Nike designs are iconic, so much so that shoes have been made in a similar fashion. It has sparked plenty of lawsuits, even just in the past year. One of the most notable was the suit against the limited and divisive Satan sneakers that were made as a collaboration between the New York-based company MSCHF and rapper Lil Nas X. The shoes not only sold out immediately, but they also exploded with controversy and landed a lawsuit by the original shoe manufacturer.
The unofficial Nike shoes, which are based on the Air Max 97, featured a bronze pentagram, an inverted cross, and a drop of real human blood. Only 666 pairs were made, and they were priced at $1,018, in reference to the Bible passage Luke 10:18. For shoes coming from a rapper, it was incredibly metal.
Nike was not so amused by the shoes. The lawsuit was swift as it ended in a settlement in April of this year, resulting in a recall of the Satanic sneakers. Shoppers were granted refunds for the shoes by Lil Nas X and MSCHF’s Jesus shoes from 2019, which were sold for $4,000.
It is far from breaking news that Nike has sued someone or a company over ripoff versions of the company’s shoes. A few weeks ago, it filed a lawsuit against John Geiger, who is a popular designer known for customized NBA jerseys, as he was added to the ongoing suit against Lotus. He was sued for his GF-01 shoes that have come too close to the design of the Air Force 1. Another example was when the company sued Drip Creationz’s cute twist over the same original shoe that it sued Geiger over.

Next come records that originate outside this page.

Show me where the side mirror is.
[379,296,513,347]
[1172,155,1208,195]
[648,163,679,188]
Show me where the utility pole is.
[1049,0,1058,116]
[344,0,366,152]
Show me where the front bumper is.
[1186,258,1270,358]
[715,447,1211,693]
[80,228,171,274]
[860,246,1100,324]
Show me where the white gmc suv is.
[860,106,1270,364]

Not everyone has submitted so easily and quickly like what we saw with the Satan shoes from Lil Nas X and MSCHF. John Geiger defended his design as the sole, materials, and logo did not infringe upon the intellectual property of Nike. The colors scheme and the”g” were also pointed out for being different. He even slammed the company for taking people’s work within the community.

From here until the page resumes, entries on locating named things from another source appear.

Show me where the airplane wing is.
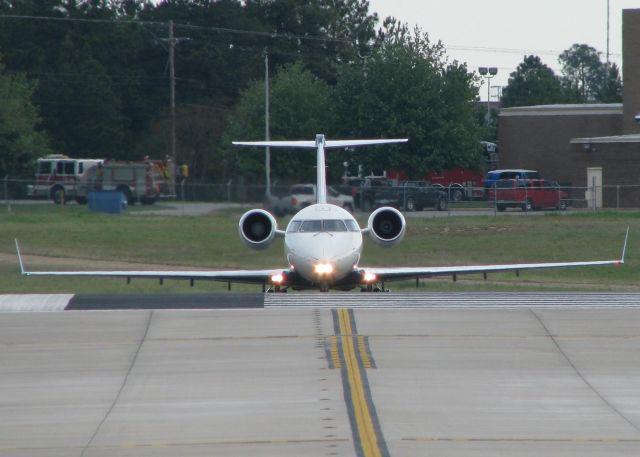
[15,240,288,284]
[363,228,629,281]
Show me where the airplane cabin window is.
[300,220,322,232]
[323,219,347,232]
[344,219,360,232]
[287,221,302,233]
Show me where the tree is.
[500,55,565,108]
[558,44,605,103]
[335,20,481,178]
[223,63,332,182]
[596,63,622,103]
[0,64,49,178]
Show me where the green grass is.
[0,204,640,293]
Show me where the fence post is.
[493,182,498,217]
[4,174,11,213]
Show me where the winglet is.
[14,238,26,275]
[620,226,629,263]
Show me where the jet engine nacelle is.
[238,209,278,251]
[367,207,407,248]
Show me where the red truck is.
[424,167,484,202]
[488,179,569,211]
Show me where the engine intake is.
[238,209,277,251]
[367,207,406,248]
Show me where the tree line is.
[0,0,619,183]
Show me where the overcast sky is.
[369,0,640,100]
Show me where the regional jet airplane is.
[16,135,629,292]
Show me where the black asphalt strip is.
[65,293,264,311]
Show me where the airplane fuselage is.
[284,203,362,288]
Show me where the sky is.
[369,0,640,100]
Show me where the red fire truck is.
[27,155,175,204]
[27,154,103,203]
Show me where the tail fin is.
[233,134,408,203]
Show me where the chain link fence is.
[0,178,640,213]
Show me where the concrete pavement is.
[0,303,640,457]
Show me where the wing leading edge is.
[364,227,629,281]
[15,239,288,284]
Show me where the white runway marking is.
[264,292,640,308]
[0,294,73,313]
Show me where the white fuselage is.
[284,203,362,284]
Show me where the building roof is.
[500,103,622,117]
[571,133,640,144]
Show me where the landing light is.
[314,263,333,275]
[364,273,378,283]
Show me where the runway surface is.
[0,293,640,457]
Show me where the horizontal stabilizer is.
[233,138,408,149]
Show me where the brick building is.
[498,9,640,207]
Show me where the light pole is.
[478,67,498,125]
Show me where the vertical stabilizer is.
[316,134,327,203]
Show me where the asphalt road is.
[0,294,640,457]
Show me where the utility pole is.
[607,0,611,67]
[264,48,271,197]
[169,20,176,169]
[160,20,190,193]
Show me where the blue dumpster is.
[88,191,127,214]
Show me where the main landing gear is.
[360,283,389,292]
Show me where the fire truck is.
[27,154,103,203]
[76,160,175,205]
[28,155,175,204]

The issue for aspiring designers is the hold Nike has on these designs. It has secured rights over the configuration of the Air Jordan 1, Air Force 1, and Dunk. The company is also seeking trademarks for the Air Max 90, Air Foamposite One, Air Jordan 3, Air Jordan 4, Air Jordan 5, and Air Jordan 11.

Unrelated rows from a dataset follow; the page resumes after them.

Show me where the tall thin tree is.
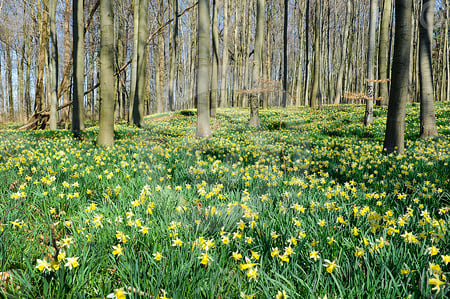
[383,0,412,154]
[197,0,212,138]
[49,0,59,130]
[249,0,265,127]
[219,0,230,108]
[97,0,114,146]
[378,0,392,106]
[281,0,289,107]
[419,0,438,138]
[364,0,378,126]
[72,0,84,136]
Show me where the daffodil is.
[106,288,128,299]
[428,274,446,294]
[36,259,52,272]
[309,250,320,261]
[231,251,242,261]
[323,259,339,273]
[113,244,123,256]
[64,257,79,270]
[172,238,183,247]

In the past, some may have gotten a pass from Nike, but the past year has shown that is no longer the case. The company will continue to sue or send cease and desist letters against independent creators looking to make a shoe that is a nod to the company, regardless of differing colors, design choices, and materials. Despite how most of these have ended in settlements, John Geiger fighting for his shoe could move the situation in a new direction, which creators and consumers should keep an eye out to see how it all resolves.